Are emotions just data?

January 25, 2020

What is the point of having feelings?

Obviously there has to be some reason behind emotions like joy and anger otherwise we would have evolved away from them over the last fifty millennia. We would be blank slates interacting numbly with the world around us. Unfazed, uninterested and unemotional.

Instead we are full up with love, anger, happiness, resentment, boredom, jealousy and a whole host of other emotions spanning the spectrum of incredibly positive to incredibly destructive.

So if we’re meant to have these feelings, what should we be using them for?

In general we use emotions to tell us what we want to avoid (fear, loathing, disgust) and what we want more of (love, enjoyment, pleasure). But how can we understand and use these feelings to better understand ourselves?

Well, as Sue Langley points out, emotions are just data. They are a feedback loop about how we are experiencing the world around us. And by consciously considering what those feelings are telling us we can better navigate that world.

Let’s use the example of Ned. Ned is feeling sad. Now he could just try to make this feeling go away by eating some pizza, having a drink, or watching a movie but that wouldn’t really take away the sadness. Rather it would temporarily push away the feelings, distracting him from what’s really going on.

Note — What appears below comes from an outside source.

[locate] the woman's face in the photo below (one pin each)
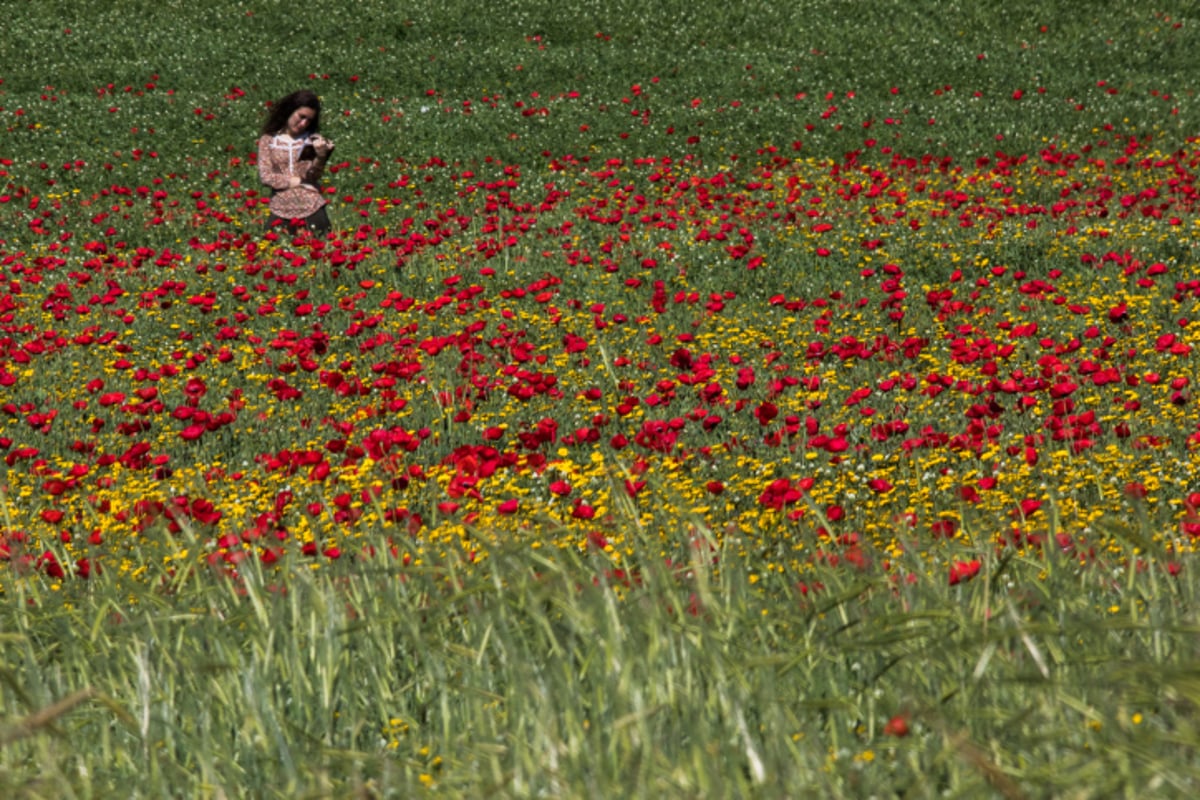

Most likely that sad feeling is just waiting there, tucked behind the beer and pizza (and guilt). The reason is that “sad” isn’t just an object you pick up and move to a different place. It’s a piece of data telling you something isn’t right. That you aren’t liking something about your environment, your relationships or your actions.

That thing might be obvious (Ned might have just broken up with his girlfriend), or it might be more obscure (he has never felt like he was accepted by other people) but until he sits down and takes a good hard look at that data it will keep on popping up.

So how can this help you? Well rather than just blindly accepting emotions or trying to avoid or seek them, consider instead what those feelings are telling you. Why do you love that person so much? Why does swimming make you feel so peaceful? What about your work is frustrating? Why is that colleague making you so angry? By taking that data and understanding it you can actually start to figure out what makes you feel positive, and what you want less of.